Cresta Shopping Centre
- Location: Cresta, Randburg, South Africa
- Coordinates: 26°07′50″S 27°58′25″E﻿ / ﻿26.1305°S 27.9737°E
- Opened: 1977
- Owner: Pareto, a unit of the Public Investment Corporation

= Cresta Shopping Centre =

Cresta Shopping Centre is a shopping centre in Randburg, South Africa. It is located on the border of Northcliff and Cresta. It has gone through multiple extensions and refurbishments. The mall is owned by Pareto, a unit of the Public Investment Corporation.

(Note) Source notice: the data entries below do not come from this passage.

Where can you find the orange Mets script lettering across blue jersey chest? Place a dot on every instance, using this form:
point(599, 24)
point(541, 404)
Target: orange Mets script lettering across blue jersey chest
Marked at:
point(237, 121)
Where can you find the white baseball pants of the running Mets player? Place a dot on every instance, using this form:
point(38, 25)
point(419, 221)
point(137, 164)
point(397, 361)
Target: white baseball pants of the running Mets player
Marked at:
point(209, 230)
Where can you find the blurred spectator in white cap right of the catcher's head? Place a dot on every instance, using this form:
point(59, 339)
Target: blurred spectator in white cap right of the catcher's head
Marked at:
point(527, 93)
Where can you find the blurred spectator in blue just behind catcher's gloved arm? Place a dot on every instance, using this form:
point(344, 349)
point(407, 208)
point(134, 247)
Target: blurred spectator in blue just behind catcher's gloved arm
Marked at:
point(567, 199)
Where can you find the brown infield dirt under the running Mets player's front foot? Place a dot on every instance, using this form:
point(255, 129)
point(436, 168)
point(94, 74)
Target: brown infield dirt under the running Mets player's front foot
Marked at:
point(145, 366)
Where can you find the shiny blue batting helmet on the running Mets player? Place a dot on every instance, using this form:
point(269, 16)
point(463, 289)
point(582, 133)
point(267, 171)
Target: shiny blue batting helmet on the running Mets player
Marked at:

The original design of the shopping centre had a model train which would run through the centre of the shopping centre stopping at various places around the inner mall to allow passengers off. The train would then come out one of the entrances and around a loop. Turning the train around inside the centre was done on a giant turntable, which became more popular to watch than the train itself. The train was removed in approximately 1992.

Cresta was built in 1977. The first refurbishment finished in 1987 for the tenth anniversary adding the section from present day Showbiz ending just past Edgars. It was during this refurbishment that the train was added with the outside fun park with castle and pirate ship with water cannons. The transformation to family shopping mall is probably the recipe for its success. In 1990 the second refurbishment was completed bridging the road and adding an ice skating rink. The ice skating rink was subsequently changed into a cinema complex. In 2002 more additions were added including a third floor near CNA, an extension and parking lot at Stuttafords where the original Checkers stood, and an extension past the cinemas including a theatre and restaurant complex.

Further remodeling and expansion was announced in 2012 and 2013.